Role of dysregulated astrocyte-GABAergic interneuron interactions in the control of seizures in monogenic models of epilepsy

Seizures are a common, invalidating symptom of genetic and acquired neurological diseases. Seizures occur without warning and have severe consequences. In the so-called catastrophic epileptic encephalopaties of infancy, seizure recurrence cause progressive brain damage associated to neurologic and cognitive deficits. In spite of countless studies on the topic, the mechanisms that initiate and sustain a seizure are still not well understood. During a recent project funded by Telethon, we proposed a new mechanism for seizure onset. We demonstrated that two types of cells, astrocytes and neurons, cooperate to enhance brain excitability and promote seizure initiation. These findings rank astrocytes, once considered as scaffold cells, as mayor players in generation of brain activity in normal and diseased brains. Because inhibitory interneurons regulate neuronal network excitability and control epileptic discharges, it is important to clarify whether astrocytes affect activity of interneurons and how eventually this action contributes to epileptogenesis. We will test this main hypothesis in two mouse models of monogenic neurological diseases associated with seizures.
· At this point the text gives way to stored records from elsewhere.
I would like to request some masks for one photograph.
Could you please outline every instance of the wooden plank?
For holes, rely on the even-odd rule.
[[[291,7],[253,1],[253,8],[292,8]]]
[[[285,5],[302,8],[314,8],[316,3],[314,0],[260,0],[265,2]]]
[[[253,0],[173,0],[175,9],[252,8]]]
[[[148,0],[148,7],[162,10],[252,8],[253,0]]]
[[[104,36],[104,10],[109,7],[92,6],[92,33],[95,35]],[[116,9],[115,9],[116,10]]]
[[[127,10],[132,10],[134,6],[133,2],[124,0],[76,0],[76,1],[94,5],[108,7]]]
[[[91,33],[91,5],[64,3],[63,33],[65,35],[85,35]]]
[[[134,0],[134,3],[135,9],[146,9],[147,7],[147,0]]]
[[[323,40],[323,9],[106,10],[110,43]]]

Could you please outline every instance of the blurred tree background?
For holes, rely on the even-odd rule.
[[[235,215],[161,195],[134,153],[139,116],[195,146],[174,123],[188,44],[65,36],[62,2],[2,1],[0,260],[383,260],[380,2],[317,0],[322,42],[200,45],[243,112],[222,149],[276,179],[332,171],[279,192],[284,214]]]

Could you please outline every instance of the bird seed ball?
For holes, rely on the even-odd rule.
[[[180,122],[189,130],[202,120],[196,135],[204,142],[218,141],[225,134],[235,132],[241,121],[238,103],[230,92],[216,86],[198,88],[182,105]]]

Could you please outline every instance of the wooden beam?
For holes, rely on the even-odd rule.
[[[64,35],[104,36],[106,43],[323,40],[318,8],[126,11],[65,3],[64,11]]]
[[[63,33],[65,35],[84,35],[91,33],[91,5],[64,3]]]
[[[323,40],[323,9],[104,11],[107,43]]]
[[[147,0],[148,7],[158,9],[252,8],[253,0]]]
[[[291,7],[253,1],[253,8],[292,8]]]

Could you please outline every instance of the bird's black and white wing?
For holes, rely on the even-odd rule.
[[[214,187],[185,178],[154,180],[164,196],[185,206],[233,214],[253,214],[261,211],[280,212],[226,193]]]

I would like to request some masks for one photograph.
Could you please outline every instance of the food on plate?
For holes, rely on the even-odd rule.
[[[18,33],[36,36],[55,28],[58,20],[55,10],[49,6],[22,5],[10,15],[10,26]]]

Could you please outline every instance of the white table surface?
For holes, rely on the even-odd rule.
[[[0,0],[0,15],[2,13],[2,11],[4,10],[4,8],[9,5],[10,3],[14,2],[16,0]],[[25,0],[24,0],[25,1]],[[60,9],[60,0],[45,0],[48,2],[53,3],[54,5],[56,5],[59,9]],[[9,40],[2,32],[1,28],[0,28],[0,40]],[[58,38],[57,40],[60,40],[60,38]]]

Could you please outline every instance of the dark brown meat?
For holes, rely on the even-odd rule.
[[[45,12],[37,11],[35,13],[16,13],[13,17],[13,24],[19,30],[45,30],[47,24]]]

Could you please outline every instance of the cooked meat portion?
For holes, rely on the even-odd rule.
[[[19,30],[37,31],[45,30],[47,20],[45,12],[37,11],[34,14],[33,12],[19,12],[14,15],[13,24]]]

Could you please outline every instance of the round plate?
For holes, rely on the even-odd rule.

In one of the model that reproduces a catastrophic child encephalopathy, the severe myoclonic epilepsy of infancy, the specific role of astrocyte-interneuron interactions in seizure generation and maintenance will be verified. The familial hemiplegic migraine is the only monogenic neurological disease associated with seizures due to a genetic defect restricted to astrocytes. The role of this specific astrocytic dysfunction in triggering seizures in a mouse model will be analysed using the most advanced techniques in neurobiological research. Our preclinical study will help to verify the pathogenic role of astrocytes in genetic epilepsies. The expected findings will set the basis to develop new remedies for epilepsies, both genetic and acquired, that are not cured by currently available treatments.